I stand in front of Edward Hopper’s “Early Sunday Morning.” Sad empty storefronts at dawn, fifth floor of the Whitney. The dove has reminded me of a very hurt sparrow in Piraus Greece, which I suffocated and dropped off a dock. Om ne padme hum. Terrible! I will not forget the piece of blue string she held in her right claw. A bit of her house. When she died, she dropped the string. Georgia O’Keeffe’s “Black Abstraction” (third floor) depicts a small white light in the elbow joint of the world, glowing fiercely. On the night subway, an impoverished guy sleeps holding the strap of his sad little kitbag. My heart, too, clings to its string. What string? Nothing. It clings to nothing.

In a Booth at the KFC in Yonkers

Friday, January 1st, 2010

Across from my loveable godfather, Uncle Mike. Everyone is speaking to everybody else. A man in a motorized wheelchair, the drawstring on his hoodie pulled so tight that his face looks a little bit like an asshole, screams at the woman next to him. Out of the bitter cold comes a lanky man who knocks fists with the chubby Hispanic couple in the booth behind us.

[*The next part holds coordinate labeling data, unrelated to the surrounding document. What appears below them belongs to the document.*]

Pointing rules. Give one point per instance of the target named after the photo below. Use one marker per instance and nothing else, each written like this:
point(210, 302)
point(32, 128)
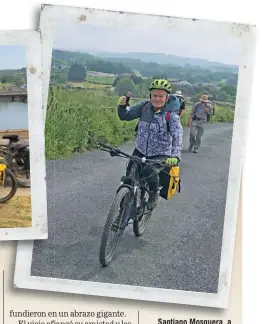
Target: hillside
point(190, 73)
point(162, 58)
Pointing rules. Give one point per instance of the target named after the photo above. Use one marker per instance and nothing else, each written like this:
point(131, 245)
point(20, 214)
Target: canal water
point(13, 115)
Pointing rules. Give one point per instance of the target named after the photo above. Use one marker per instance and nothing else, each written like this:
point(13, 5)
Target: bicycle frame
point(133, 184)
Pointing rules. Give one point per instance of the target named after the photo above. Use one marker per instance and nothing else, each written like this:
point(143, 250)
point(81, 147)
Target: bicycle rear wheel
point(7, 192)
point(114, 224)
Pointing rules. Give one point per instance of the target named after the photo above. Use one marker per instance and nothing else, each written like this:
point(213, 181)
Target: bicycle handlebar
point(115, 151)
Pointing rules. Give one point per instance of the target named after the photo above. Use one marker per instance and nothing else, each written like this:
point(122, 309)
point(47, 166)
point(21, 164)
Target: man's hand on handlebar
point(172, 161)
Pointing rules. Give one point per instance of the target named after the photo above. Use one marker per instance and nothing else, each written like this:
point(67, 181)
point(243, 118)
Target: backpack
point(167, 119)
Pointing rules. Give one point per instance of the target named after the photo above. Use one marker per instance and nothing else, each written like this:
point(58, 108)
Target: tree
point(124, 85)
point(76, 73)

A black cop in a moustache shovels mashed potatoes and gravy into his mouth out of a Styrofoam bucket, nods his head to the loud 80’s funk chimed in through cheap speakers.

I envy their openness and confidence. I’ve wanted it since I was a shy kid visiting Manhattan from Nova Scotia, dwarfed by my charismatic relatives. Now I’m 40, and not much has changed. I admire the audacious man in the wheelchair, with what I imagine is my Raskolnikovian frown. A long lineup at the drive-through. A mobile phone with a Lady Gaga ringtone. The windows to the street bright and cold are slashed with saliva and sweat and hands that grab and grab. Like lungs are the fans deep inside the KFC. This room-box a glass consciousness inside which we can agree that six (6) wings of domestic fowl cost $3.99, and that speaking and eating fearlessly and with heart is a cardinal virtue.

And how wonderful, the violence and warmheartedness and paranoia of the American people. Days before I caught a plane to come here, Umar Farouk Abdulmutallab, in an attempt to blow up a passenger jet to Detroit, concealed powder explosives in a condom strapped to his inner left thigh which he attempted to detonate using a small syringe of liquid chemicals (pentaerythritol tetranitrate), but ended up just scorching his own leg. Further alarmist security measures. Here, every news channel speaks to The Guilt: who shall be hanged, who spared. TV ads sell non-smoking pills and erection pills and sleeping pills that might cause the tongue to swell up or fatigue or maybe suicide. Everyone is awake and ON and magnetic as hell and very good at what they do, even if what they do is just act crazy.

My childhood memory of Uncle Mike is of a sprightly man giving out shiny shoes with buckles to local kids out of the back of his car. A great friend of my Dad’s. I haven’t seen him in 26 years. Six years ago, robbed in the financial district where he worked, he was clocked on the head with a gun butt. From this came a brain infection, and now the onset of Parkinson’s. His eyes have that same sparkle, but his fingers shake as he raises the fried breast to his lips.